At 5 AM Friday morning, the National Hurricane Center issued a hurricane watch for Long Island, including Long Island Sound, which means hurricane conditions are possible within 48 hours. Irene is expected to batter the Outer Banks of North Carolina Saturday and head up our way on Sunday with heavy rain, damaging winds, and potentially devastating coastal flooding and erosion.
While the actual forecasted track of Irene is becoming more accurate closer to the event, it has wobbled between the East End and up through New Jersey. The “cone of uncertainty” has decreased in its width over time as well. This all means that there is a near guarantee that Long Island will be affected by the storm, but the actual path and location of the storm center will determine the degree of effects. Remember, the focus is on the cone, which becomes smaller each day. The forecasted track is merely the average or middle of the model and forecast consensus.
Evacuations will begin today for areas along the South Shore, including Fire Island and Long Beach.
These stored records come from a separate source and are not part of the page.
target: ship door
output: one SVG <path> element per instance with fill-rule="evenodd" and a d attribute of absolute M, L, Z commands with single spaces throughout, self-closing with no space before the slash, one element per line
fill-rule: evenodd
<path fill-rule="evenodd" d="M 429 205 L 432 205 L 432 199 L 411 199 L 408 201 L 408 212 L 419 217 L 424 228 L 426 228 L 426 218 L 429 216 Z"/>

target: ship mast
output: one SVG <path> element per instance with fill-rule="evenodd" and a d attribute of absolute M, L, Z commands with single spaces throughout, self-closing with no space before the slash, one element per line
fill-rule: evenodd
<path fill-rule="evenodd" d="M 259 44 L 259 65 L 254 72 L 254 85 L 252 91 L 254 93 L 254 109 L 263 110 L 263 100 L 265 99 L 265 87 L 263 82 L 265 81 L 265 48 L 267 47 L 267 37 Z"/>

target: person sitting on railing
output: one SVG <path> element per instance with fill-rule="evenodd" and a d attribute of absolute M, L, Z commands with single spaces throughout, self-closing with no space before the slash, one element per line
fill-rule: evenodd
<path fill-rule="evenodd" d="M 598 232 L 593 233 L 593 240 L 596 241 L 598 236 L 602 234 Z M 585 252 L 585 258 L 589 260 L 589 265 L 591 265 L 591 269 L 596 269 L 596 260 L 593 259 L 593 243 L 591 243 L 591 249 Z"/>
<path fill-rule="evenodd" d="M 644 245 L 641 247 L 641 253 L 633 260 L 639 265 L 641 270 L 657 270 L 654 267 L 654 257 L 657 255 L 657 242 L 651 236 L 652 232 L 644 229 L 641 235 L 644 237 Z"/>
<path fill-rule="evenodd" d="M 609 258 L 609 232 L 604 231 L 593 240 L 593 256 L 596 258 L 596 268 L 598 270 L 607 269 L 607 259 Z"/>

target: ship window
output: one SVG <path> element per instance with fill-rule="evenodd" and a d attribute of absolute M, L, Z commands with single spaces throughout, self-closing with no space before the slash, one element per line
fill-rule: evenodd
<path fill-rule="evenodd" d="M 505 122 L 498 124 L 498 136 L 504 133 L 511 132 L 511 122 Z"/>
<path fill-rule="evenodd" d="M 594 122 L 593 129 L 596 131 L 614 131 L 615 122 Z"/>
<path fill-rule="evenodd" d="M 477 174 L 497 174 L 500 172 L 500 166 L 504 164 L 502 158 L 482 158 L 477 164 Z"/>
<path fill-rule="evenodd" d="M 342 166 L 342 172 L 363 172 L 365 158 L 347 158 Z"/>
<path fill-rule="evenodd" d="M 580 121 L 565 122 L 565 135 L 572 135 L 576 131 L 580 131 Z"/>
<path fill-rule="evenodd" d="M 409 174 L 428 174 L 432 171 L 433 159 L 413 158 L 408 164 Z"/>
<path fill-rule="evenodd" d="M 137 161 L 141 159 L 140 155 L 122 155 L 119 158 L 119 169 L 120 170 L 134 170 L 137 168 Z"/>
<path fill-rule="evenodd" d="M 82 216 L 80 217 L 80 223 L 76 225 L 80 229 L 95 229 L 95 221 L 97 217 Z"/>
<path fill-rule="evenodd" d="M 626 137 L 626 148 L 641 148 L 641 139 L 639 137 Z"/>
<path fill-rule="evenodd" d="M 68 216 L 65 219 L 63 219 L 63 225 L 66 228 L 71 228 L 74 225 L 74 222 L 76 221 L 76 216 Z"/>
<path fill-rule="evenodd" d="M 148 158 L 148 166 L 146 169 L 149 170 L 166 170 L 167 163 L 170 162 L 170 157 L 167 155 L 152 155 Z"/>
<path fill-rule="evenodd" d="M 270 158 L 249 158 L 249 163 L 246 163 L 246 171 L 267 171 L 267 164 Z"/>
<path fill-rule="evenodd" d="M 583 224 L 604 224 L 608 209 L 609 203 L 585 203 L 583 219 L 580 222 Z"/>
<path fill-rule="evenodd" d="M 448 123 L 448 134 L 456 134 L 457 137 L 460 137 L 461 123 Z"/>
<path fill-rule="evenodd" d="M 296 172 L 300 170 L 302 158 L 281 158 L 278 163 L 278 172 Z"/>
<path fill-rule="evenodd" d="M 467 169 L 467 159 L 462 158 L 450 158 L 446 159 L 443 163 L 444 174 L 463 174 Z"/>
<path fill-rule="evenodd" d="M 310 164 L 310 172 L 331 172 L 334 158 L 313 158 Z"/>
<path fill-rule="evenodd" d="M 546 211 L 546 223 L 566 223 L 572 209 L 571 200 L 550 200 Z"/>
All residents south of the entire stretch of Merrick Road/Montauk Highway (not so much in western Nassau County, where the cutoff is more like Atlantic Avenue from Oceanside to Hewlett) should expect significant flooding.
Rain begins Saturday and could be heavy at times. Wind will not be so much of a problem until Saturday night. Conditions will deteriorate and be at its worst from around midnight Sunday morning through 6pm Sunday evening. The forecasted track and cone put Irene near Long Island as a Category 1 hurricane (5am’s updated track or “middle of the cone” puts Irene at landfall Sunday morning, but this will probably change and isn’t a guarantee).
At a press conference yesterday, MTA Chief Jay Walder says the transport agency will shut down all service once winds are sustained at 39 mph, or tropical storm force winds and conditions. This may mean the Long Island Bus and the Long Island Railroad will cease operations for a time starting Saturday night. Cancellations were already made for Friday.
Wind gusts could reach 100 mph during the height of the storm. Storm surge could reach 10 to 12 feet along the South Shore, making wave heights over 20 feet fairly common. Rainfall totals could exceed 10 inches, which will not help with an already soaked ground.
Preparations should be finalized today with food, water, supplies, and batteries. Don’t expect to easily find a generator at home improvement stores. Fill up with gas and have some cash on hand.